Sooo, I did the migration from Lightroom Classic to Lightroom CC and it all went smoothly, but now I'm waiting for the original photos to sync up and it looks like it's going to take approximately 2 months to upload 800GB. I have to pause the sync during the day, because it uses up ALL the upload bandwidth.

Anyway, I checked with my network guy at work and he said, just bring it in and finish the upload here. But I'm installed on a desktop and the thought of lugging the box in on public transport is really not my favourite thought.
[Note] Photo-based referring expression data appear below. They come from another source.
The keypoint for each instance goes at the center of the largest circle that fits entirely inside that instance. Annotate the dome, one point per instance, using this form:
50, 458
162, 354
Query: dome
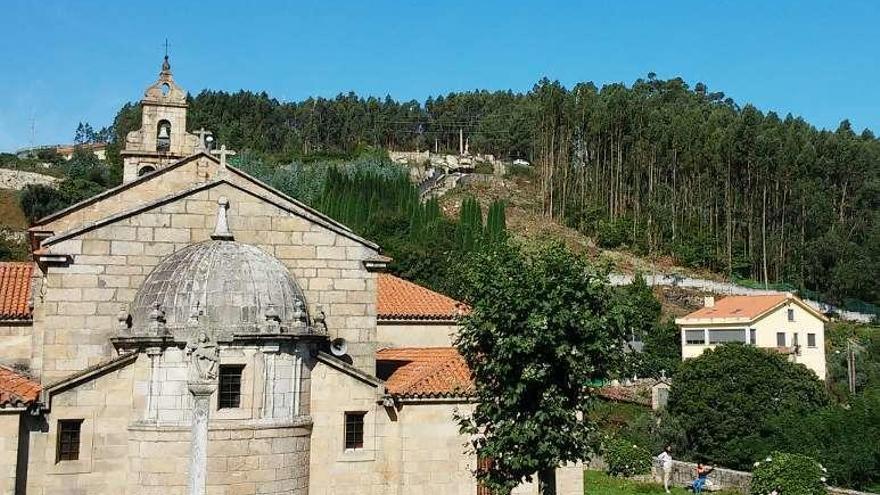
234, 288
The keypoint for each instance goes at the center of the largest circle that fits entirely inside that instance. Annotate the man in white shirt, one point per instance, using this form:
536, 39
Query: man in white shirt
665, 462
So my question is: Is it possible to setup Lightroom CC on a laptop and external drive and continue the sync on a different computer?


----------



## Jim Wilde (Jan 31, 2018)

I can't think of an easy way of doing that. Sure, you can setup LRCC on a laptop, but it won't know about the 800GB of photos until they have been uploaded to the cloud. The images are currently held locally on your desktop, so apart from "starting over" (which is difficult anyway) I can't see how it can be done. Unfortunately peer-to-peer syncing isn't a feature of Adobe's cloud apps, which is ideally what you'd want in this situation.

Maybe one of our other gurus here might have an idea.


----------



## lorien (Oct 22, 2018)

Just thought I would update this. I lugged the desktop in on the train and it took about 2 days to upload (as opposed to 3+ months!).


----------



## Victoria Bampton (Oct 23, 2018)

Thanks for the update lorien!


----------